Everyone loves White Birches, the shockingly white bark, the delicate serration around the margin of the leaves, the grace in their pendulous form (especially in a light breeze), what’s not to like?
Twenty or so years ago, people planted White Birches up and down the west coast towns and cities like crazy! In every neighborhood, and on every street. And then we forgot to water them. Birches LOVE water! But that is not what is finishing them off. There are a few airborne fungi that thrive in the valley, carried aloft on the afternoon spring breeze, the fungal spores waft around and find their way to those pendulous branches we all so love. Now we are setting the stage for the main actor… Enter the bronze birch borer! This little bugger (no pun intended) loves White Birches. Even more than us! For dinner, for lunch, and as a breakfast snack. Flying around, this flat headed boring beetle sniffs around for an easy mark. “Ah Ha!” he says, “Not only were you thirsty, but the fungal attack has left you a little drained”, and he moves in for the easy kill.

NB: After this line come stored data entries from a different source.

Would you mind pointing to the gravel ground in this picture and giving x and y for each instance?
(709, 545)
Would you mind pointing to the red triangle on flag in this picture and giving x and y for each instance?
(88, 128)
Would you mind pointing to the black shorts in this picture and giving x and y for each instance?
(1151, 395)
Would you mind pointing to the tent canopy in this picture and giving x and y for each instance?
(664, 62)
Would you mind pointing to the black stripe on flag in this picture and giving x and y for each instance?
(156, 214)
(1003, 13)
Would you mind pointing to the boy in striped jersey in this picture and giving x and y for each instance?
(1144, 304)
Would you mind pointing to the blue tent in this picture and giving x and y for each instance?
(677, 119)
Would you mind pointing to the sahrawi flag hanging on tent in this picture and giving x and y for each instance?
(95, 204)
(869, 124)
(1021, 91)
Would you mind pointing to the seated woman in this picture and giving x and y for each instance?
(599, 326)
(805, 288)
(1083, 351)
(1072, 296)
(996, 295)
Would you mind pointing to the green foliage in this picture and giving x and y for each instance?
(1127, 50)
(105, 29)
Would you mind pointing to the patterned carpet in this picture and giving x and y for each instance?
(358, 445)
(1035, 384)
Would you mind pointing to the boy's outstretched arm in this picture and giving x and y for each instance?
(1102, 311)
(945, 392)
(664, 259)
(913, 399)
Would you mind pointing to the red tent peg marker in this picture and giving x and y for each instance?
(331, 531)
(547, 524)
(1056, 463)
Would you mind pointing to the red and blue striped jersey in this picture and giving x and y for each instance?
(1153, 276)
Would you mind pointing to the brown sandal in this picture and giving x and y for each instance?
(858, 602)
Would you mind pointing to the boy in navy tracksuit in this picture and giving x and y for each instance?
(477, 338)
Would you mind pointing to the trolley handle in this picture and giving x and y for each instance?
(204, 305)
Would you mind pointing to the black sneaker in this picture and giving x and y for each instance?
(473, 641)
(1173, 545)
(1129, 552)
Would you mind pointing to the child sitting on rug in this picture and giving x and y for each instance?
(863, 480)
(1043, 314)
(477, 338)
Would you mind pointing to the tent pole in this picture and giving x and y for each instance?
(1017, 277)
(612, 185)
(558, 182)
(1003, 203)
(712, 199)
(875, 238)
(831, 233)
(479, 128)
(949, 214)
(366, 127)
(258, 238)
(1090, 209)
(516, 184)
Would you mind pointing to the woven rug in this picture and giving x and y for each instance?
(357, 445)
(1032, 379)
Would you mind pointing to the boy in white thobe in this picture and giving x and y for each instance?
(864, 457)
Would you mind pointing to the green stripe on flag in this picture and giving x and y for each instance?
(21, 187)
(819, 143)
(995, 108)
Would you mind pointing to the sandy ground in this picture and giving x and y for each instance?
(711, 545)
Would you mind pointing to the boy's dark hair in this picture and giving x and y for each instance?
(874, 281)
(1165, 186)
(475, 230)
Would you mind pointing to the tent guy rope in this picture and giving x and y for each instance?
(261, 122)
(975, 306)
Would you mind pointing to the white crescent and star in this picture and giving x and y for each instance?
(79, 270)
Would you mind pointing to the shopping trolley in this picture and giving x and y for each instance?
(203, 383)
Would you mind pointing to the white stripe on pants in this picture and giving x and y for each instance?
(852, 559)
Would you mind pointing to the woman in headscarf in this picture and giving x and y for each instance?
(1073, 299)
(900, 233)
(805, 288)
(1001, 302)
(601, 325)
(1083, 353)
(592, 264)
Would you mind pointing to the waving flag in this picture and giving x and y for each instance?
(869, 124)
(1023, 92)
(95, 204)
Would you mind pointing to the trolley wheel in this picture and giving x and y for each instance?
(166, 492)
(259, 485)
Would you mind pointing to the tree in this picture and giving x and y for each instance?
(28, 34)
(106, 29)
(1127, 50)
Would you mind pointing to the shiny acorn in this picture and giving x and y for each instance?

The tell-tale sign of this little “son of a birch borer” is a dime to dollar sized stain exuding from an oval shaped hole about 1/8” inch or so in diameter. The stain has the color of a cup of dark roast coffee with a teaspoon of cream added (no sugar). The remedy? Sadly, it is my opinion that once your birch has been attacked, there is none. I have tried everything, including injections, for the last 35 years or so and the result has been 0% survival rate. One saving grace is the River Birch, or Betula nigra. Really cool trees with a lot of similarities to the white birches, and fine specimens abound! As of this writing, they appear to be unaffected by bronze birch borers. But what happens when the borer runs out of White Birches? Will they go the way of the do-do bird also? Will they develop an appetite for other types of birches? The saddest thing is that people DON’T REMOVE THEIR INFECTED TREES!
If you have a dead or dying birch on your property, it is because someone else left their dead and/or dying tree stand so long that the larvae matured, and started the whole cycle over again! Yes, I get paid to take down dead trees, but I will only make money on that tree once! If you have a healthy White Birch, mulch and irrigate and keep your fingers crossed! Or plant a River Birch and put me out of a job. Fall is a great time to plant, and just around the corner… Time to go tree shopping.